Matthieu 2, 1-12
Ésaïe 60, 1-6 ; Romains 14, 17-19
Guebwiller, Épiphanie, 1er dimanche de l'année, la Mission
Ils étaient donc trois, ces fameux rois que l'on appelle aussi mages et qui ornent aujourd'hui notre crèche. Venus d'Orient, ils apportent auprès de l'enfant nouveau-né des trésors : de l'or, de la myrrhe et de l'encens, autant de richesses qui peuvent nous interroger.

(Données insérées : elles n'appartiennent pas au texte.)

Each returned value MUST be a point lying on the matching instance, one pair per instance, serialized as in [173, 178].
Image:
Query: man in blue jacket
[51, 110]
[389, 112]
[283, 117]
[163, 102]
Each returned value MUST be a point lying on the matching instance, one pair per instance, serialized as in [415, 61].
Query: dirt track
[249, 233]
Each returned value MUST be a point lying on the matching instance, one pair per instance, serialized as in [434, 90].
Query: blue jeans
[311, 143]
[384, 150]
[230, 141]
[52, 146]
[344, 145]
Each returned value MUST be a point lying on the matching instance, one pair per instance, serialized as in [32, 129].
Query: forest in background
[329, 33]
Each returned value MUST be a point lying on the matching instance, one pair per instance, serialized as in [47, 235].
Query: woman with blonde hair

J'entendais récemment un mot d'enfant se demander « puisque les rois ont emmené de telles fortunes, comment se fait-il que Jésus ait été pauvre ? » Que pourrait-on répondre à tant d'évidence venue de la bouche d'un enfant ? On peut bien expliquer que ce sont des richesses symboliques et c'est ce que ne manque pas de faire la tradition de l'Église depuis des siècles. Ainsi l'or représenterait la royauté à laquelle est destiné cet enfant, l'encens sa nature divine et la myrrhe sa nature humaine et donc mortelle puisque la myrrhe était utilisée par les anciens égyptiens durant l’embaumement. Les trois cadeaux étaient une sorte de résumé fabuleux de la doctrine de la double nature humaine et divine du Christ tout en affirmant le règne de Dieu.
On a aussi vu dans ce dernier cadeau de la myrrhe, une sorte d'annonce du destin de l'enfant : dès sa naissance, ce qui devait servir à sa sépulture était déjà prêt, comme si sa mort était déjà annoncée. Comme une boucle entre le début et la fin de l'évangile. Et nous avons peut-être là un indice pour commencer à répondre à la question ingénue de l'enfant que nous sommes, je l'espère, restés.

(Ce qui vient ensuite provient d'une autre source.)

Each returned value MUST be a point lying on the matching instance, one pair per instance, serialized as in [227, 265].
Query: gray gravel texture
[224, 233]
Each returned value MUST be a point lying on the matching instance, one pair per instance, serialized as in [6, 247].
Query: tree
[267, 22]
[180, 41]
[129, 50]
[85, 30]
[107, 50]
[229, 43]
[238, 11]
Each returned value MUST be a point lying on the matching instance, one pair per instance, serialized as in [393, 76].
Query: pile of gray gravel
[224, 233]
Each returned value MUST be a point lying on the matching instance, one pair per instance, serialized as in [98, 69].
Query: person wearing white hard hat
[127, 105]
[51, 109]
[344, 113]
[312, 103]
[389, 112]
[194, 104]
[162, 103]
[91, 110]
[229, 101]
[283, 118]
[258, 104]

Comment se termine en effet l'évangile de Matthieu ? Ce n'est ni par la mort ni par la résurrection. Souvenez-vous, Jésus apparaît à ses disciples et leur promet d'être « avec (eux) tous les jours, jusqu'à la fin du monde » (Mt 28, 18-20) et cette promesse est assortie d'un envoi plutôt que d'un ordre ou d'un commandement : il les envoie en mission ! Auprès de toutes les nations, pour leur enseigner ce qui le concerne et leur annoncer le salut qui s'est approché d'eux, pour leur annoncer rien de moins que l'avènement du règne de Dieu en Jésus-Christ.
La fidélité de Dieu à ses promesses
Vous savez que Matthieu parmi les évangélistes est celui qui veut absolument inscrire la vie de Jésus dans les annonces des prophètes, l'inscrire dans la continuité de la révélation de Dieu à son peuple, depuis la libération d'Égypte jusqu'à la fin du monde. L'évangile de Matthieu est l'évangile de la fidélité de Dieu à ses promesses, une fidélité éprouvée et qui ne peut disparaître parce qu'elle est fondée sur la nature même de Dieu qui ne peut mentir ni changer d'avis. Ce qu'il a dit doit et sera réalisé.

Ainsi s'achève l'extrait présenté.